[cfe-dev] Setting breakpoints before assignments or calls

Thu Aug 23 17:21:48 PDT 2018

On Thu, Aug 23, 2018 at 3:55 PM Jim Ingham <jingham at apple.com> wrote:

>
>
> > On Aug 23, 2018, at 2:53 PM, David Blaikie <dblaikie at gmail.com> wrote:
> >
> >
> >
> > On Thu, Aug 23, 2018 at 2:35 PM Jim Ingham <jingham at apple.com> wrote:
> >
> >
> > > On Aug 23, 2018, at 2:12 PM, David Blaikie <dblaikie at gmail.com> wrote:
> > >
> > >
> > >
> > > On Thu, Aug 23, 2018 at 2:03 PM Jim Ingham <jingham at apple.com> wrote:
> > > I'm not sure we always want to have the debugger ignore the inter-line
> line-table entries for complex expressions.  In a case like:
> > >
> > > 1:     x = foo(5,
> > > 2:           bar(),
> > > 3:           baz()
> > > 4:           after_baz());
> > >
> > > if I want to step into "baz()", it's convenient to break on the line 3
> and do a step-in.  If we move to the is_stmt line and that's somewhere at
> the beginning of the function call, then that effort will be thwarted.
> > >
> > > I'd figure some UI could improve that - pass a flag to break (or hold
> down shift when you click a line to set a breakpoint on in a GUI) when you
> specifically want to break on a certain line? Or assume a user setting a
> breakpoint on something that's not the first source line (not the lowest
> line number of all lines associated with that statement (all lines from all
> instructions from the nearest previous is_stmt instruction to the nearest
> following is_stmt instruction)) they mean to precisely break on that line -
> but otherwise assume they mean to break before the first instruction on the
> whole statement.
> >
> > The latter seems workable.  Note also, the definition for "is_stmt" says:
> >
> > A boolean indicating that the current instruction is a recommended
> breakpoint location.

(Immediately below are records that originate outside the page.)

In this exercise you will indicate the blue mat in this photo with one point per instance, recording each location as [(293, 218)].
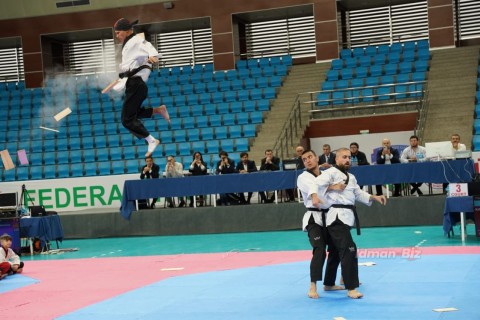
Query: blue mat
[(14, 282), (394, 288)]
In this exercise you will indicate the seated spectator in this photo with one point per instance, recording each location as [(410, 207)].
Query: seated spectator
[(388, 155), (150, 171), (358, 157), (327, 159), (269, 163), (9, 261), (198, 167), (174, 169), (226, 166), (245, 166), (414, 153)]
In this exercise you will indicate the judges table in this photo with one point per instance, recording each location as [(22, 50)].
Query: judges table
[(46, 228), (434, 172), (463, 205)]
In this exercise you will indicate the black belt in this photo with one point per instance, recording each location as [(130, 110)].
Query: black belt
[(323, 211), (354, 209), (131, 73)]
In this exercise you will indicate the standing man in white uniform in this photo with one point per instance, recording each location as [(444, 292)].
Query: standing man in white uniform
[(138, 55), (313, 223), (342, 215)]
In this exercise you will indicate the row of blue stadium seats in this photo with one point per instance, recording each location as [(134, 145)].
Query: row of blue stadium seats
[(265, 62), (212, 87), (87, 125), (380, 59), (373, 81), (377, 70), (219, 76), (369, 95), (398, 47), (113, 139)]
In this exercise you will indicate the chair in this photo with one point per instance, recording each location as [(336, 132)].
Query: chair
[(132, 166), (211, 146), (227, 145), (207, 133), (220, 133), (104, 168)]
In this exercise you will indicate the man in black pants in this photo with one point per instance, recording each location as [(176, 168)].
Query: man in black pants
[(150, 171), (342, 215), (314, 223), (138, 55)]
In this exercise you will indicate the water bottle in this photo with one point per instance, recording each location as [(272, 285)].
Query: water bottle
[(354, 161)]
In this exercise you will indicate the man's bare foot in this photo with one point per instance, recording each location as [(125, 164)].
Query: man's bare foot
[(312, 293), (162, 110), (354, 294), (151, 147), (333, 288)]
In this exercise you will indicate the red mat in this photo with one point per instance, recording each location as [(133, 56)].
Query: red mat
[(68, 285)]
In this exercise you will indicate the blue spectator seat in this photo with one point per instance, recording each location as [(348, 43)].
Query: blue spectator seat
[(180, 136), (132, 166), (376, 70), (421, 66), (227, 145), (337, 64), (256, 117), (405, 67), (118, 167), (211, 146), (384, 93), (365, 61), (235, 131), (166, 136), (198, 146), (391, 69), (130, 152), (50, 172), (345, 53), (176, 123), (223, 108), (236, 107), (229, 119), (220, 133), (243, 95), (170, 149), (242, 118), (36, 172), (215, 120), (350, 62), (237, 84), (249, 130), (379, 59), (202, 121), (184, 149), (241, 144), (329, 85), (104, 168), (207, 133), (193, 134), (115, 154), (189, 122)]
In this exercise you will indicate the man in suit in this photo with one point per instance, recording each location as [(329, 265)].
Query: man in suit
[(150, 171), (245, 166), (269, 163), (327, 159), (388, 155)]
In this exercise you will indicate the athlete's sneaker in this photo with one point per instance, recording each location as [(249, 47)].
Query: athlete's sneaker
[(164, 113), (151, 147)]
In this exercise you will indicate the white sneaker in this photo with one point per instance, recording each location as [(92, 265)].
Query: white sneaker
[(151, 147)]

A recommended breakpoint location is intended to
> “represent” a line, a statement and/or a semantically distinct subpart of a
> statement.
> >
> > So it seems reasonable if we're going to start doing this to consider
> nested function calls in a statement semantically distinct subparts of a
> statement.  Actually this would also be useful when you have:
> >
> >       foo (bar(), baz(),
> >            after_bar(), after_baz());
> >
> > You do get separate column entries for the function calls, but we have
> no idea what that means and if we just set a breakpoint on every individual
> line entry as currently emitted by clang we end up with annoyingly many
> breakpoints at present.  Marking actually interesting subexpressions would
> help here too.  Anyway, if we started using is_stmt for these subparts then
> we wouldn't have to fix things up in the debugger.
> >
> > I've some apprehension for having the compiler make particularly
> subjective judgments about "semantically distinct subpart of a statement" -
> especially around operator overloads, for instance. Not without
> merit/certainly something to consider, but my gut reaction is to lean away
> from that - because the judgment might vary & I could imagine different
> users wanting different expereinces at different times/situations/etc - so
> that it'd be useful for consumers to be making some of those judgments,
> showing them to the user as options, etc.
>
> Not sure about this.
>
> Right now, if there are many line table entries that map to a given line
> lldb will choose the first one by address within a given block.  That's
> because the line tables are really noisy, and our experience was that if I
> set a breakpoint location per entry, stepping gets annoyingly jerky and you
> have to keep hitting step over and over.  That's really too draconian and
> you can't get back to a really independent subsection of a line.  Note to
> self - I should try playing around with one location per distinct column -
> I haven't revisited the breakpoint by line setting since I was told clang
> was serious about column info.  It would be interesting to see how that
> works.
>

Not sure I quite follow all of that - yeah, having the debugger stop every
time it hits every distinct line table entry for a given source line would
be annoying. But allowing the user to do that if they want in certain
situations could be good... but yeah, mostly comes back to wanting
ranges/hierarchy rather than isolated locations.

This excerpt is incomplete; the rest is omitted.